By Shane Benjamin Herald staff writer
A criminal defense lawyer in Durango has been indicted by a local grand jury on suspicion of tampering with physical evidence in a murder investigation.
The charge has caught the attention of local defense attorneys and possibly exposed a rift between prosecutors and the defense bar that extends beyond courtroom ideologies.
Brian Schowalter appeared Tuesday in 6th Judicial District Court in Durango to be formally advised of the felony charge.
Ten criminal defense lawyers sat behind him in an apparent show of support.
The court released a partial indictment Tuesday that contains little information about the facts of the case.
Schowalter is accused of being in possession of an original letter that was considered to be evidence in a homicide investigation involving his client, Shanice Smith, who pleaded guilty to robbery and accessory to murder and was sentenced in February to eight years in prison.
He is suspected of refusing to turn over the evidence, making it unavailable for use in a criminal proceeding, a violation of the law, according to the indictment.
Schowalter declined to comment for this story.
His Denver defense lawyer called the tampering charge “outrageous.”
“This appears to be an effort to interfere with a lawyer’s duty to his client and to prevent ethical but aggressive representation in criminal cases,” said Mike Root, who represents Schowalter.
District Attorney Todd Risberg obtained the indictment through a La Plata County grand jury.
Risberg declined to comment about the facts of the case other than to say Schowalter had evidence and refused to turn it over. The grand jury did an investigation to locate the evidence.
“He refused to tell us whether he had it, so we had to use a process to find the letter,” Risberg said.
Durango defense lawyer Tom Williamson, who attended Tuesday’s hearing, said in 28 years of criminal litigation, he has never seen a district attorney prosecute an attorney for alleged conduct that occurred during a case they both litigated.
If Risberg thought Schowalter did something wrong, he could have filed a grievance with the Colorado Attorney Regulation Committee, Williamson said. He suggested that Risberg’s inexperience played a roll.
“This is a heavy-handed approach, and it appears to be an attempt to intimidate attorneys who represent their clients against Mr. Risberg’s clients,” Williamson said. “Perhaps Mr. Risberg’s lack of litigation experience explains his decision to proceed in this manner.”
Risberg said he used every means available to get the evidence from Schowalter, and he refused to turn it over and denied he had it.
He called it an “uncomfortable” situation.
“I like Brian. But I have to do the job, and that’s part of the job,” Risberg said.
He said he doesn’t worry about what Williamson thinks.
“Defense attorneys may not like it, but they’re not allowed to hide incriminating evidence,” Risberg said.
A subpoena was filed to obtain the letter, but Schowalter refused to produce it and asserted his Fifth Amendment rights, Risberg said.
Risberg’s office has recused itself from the case. Instead, it will be prosecuted by the 12th Judicial District, which includes Alamosa.
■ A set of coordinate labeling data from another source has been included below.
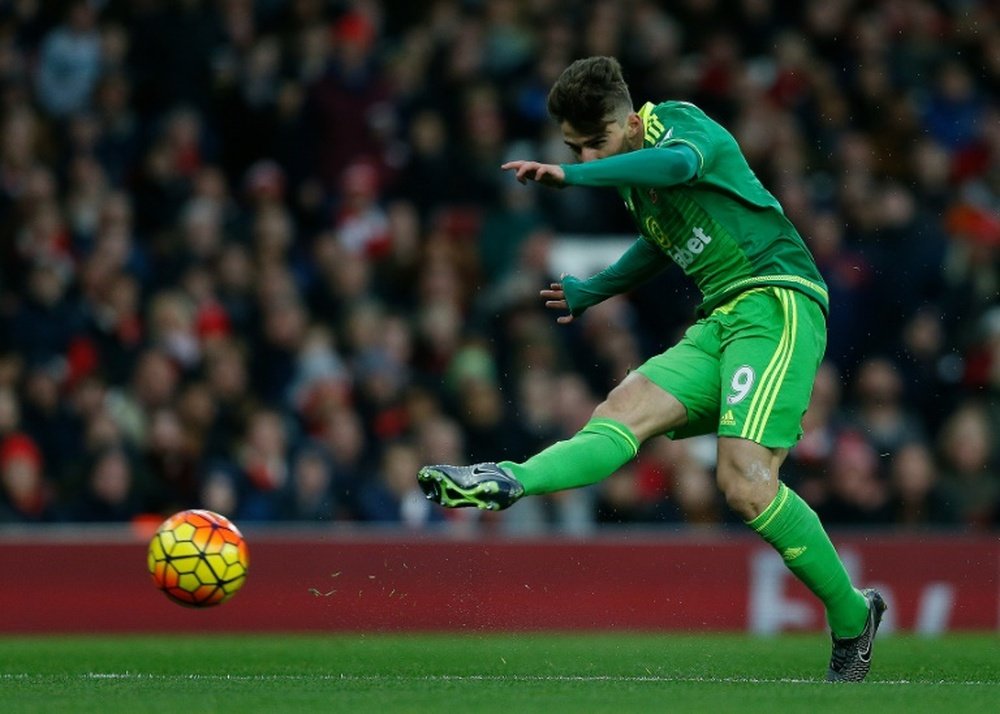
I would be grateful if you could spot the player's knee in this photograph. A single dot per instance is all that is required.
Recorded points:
(748, 488)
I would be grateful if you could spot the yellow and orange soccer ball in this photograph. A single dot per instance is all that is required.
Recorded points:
(198, 558)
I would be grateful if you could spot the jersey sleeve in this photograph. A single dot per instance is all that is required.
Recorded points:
(667, 166)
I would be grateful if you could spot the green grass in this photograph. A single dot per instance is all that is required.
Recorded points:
(507, 673)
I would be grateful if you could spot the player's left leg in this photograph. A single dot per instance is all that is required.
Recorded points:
(633, 411)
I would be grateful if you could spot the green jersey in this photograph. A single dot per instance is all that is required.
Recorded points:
(722, 227)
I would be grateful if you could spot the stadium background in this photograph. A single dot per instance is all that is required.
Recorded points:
(258, 257)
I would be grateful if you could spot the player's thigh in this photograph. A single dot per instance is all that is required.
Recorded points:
(689, 372)
(773, 342)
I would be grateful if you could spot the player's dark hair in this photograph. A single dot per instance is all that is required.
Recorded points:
(589, 93)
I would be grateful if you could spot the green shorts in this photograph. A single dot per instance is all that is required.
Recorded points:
(747, 369)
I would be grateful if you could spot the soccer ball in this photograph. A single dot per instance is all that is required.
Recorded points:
(198, 558)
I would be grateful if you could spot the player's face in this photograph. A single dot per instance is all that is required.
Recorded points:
(617, 137)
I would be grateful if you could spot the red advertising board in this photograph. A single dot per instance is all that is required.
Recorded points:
(396, 582)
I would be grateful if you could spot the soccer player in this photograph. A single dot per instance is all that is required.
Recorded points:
(743, 371)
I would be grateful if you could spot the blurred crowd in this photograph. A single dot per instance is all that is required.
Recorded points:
(258, 256)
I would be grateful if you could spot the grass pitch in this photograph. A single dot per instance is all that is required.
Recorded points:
(507, 673)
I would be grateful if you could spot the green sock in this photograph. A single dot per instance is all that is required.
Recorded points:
(592, 454)
(795, 531)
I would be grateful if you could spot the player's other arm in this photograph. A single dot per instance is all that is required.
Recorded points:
(639, 263)
(645, 168)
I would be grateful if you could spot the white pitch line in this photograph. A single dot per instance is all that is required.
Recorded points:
(516, 678)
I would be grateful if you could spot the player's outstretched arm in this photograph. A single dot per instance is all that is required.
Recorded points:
(636, 265)
(546, 174)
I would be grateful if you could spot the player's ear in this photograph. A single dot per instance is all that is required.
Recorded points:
(633, 126)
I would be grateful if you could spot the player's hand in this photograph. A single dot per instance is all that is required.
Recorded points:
(555, 298)
(546, 174)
Local judges also recused themselves from the case, which means it will be assigned to a retired judge or transferred to another judicial district.
Grand juries are independent investigative bodies that have broad investigative powers, including the ability to call and subpoena witnesses. They operate in secrecy. The proceedings are closed to the public, witnesses take an oath to keep their testimony secret and the identity of members serving on the jury are kept secret.
Risberg convened the grand jury in 2011, the first time anyone can remember a grand jury being formed in La Plata County.
“The grand jury heard the facts, and they determined he committed a crime,” Risberg said. “I think that’s important to remember.”
He added: “I would have much rather had this resolved voluntarily, but if someone won’t turn over evidence, we’re obligated to use whatever means necessary to get the evidence. If we know a defense attorney has the evidence and he denies having it and refuses to turn it over, we have to do something about that.”
Williamson said it is common knowledge in the legal community that grand juries will indict almost anybody. Only prosecutors present evidence; there is no defense. Jurors must find “probable cause” to indict, a much lower burden than “beyond a reasonable doubt.”
A New York state chief judge once famously said that prosecutors have so much control over grand juries that they could convince them to “indict a ham sandwich.”
“It sends a chill through attorneys when they see the district attorney will not only be willing to grieve you, but he will use whatever criminal power he’s got to get his way in a case,” Williamson said. “I think it’s an abuse of his authority.”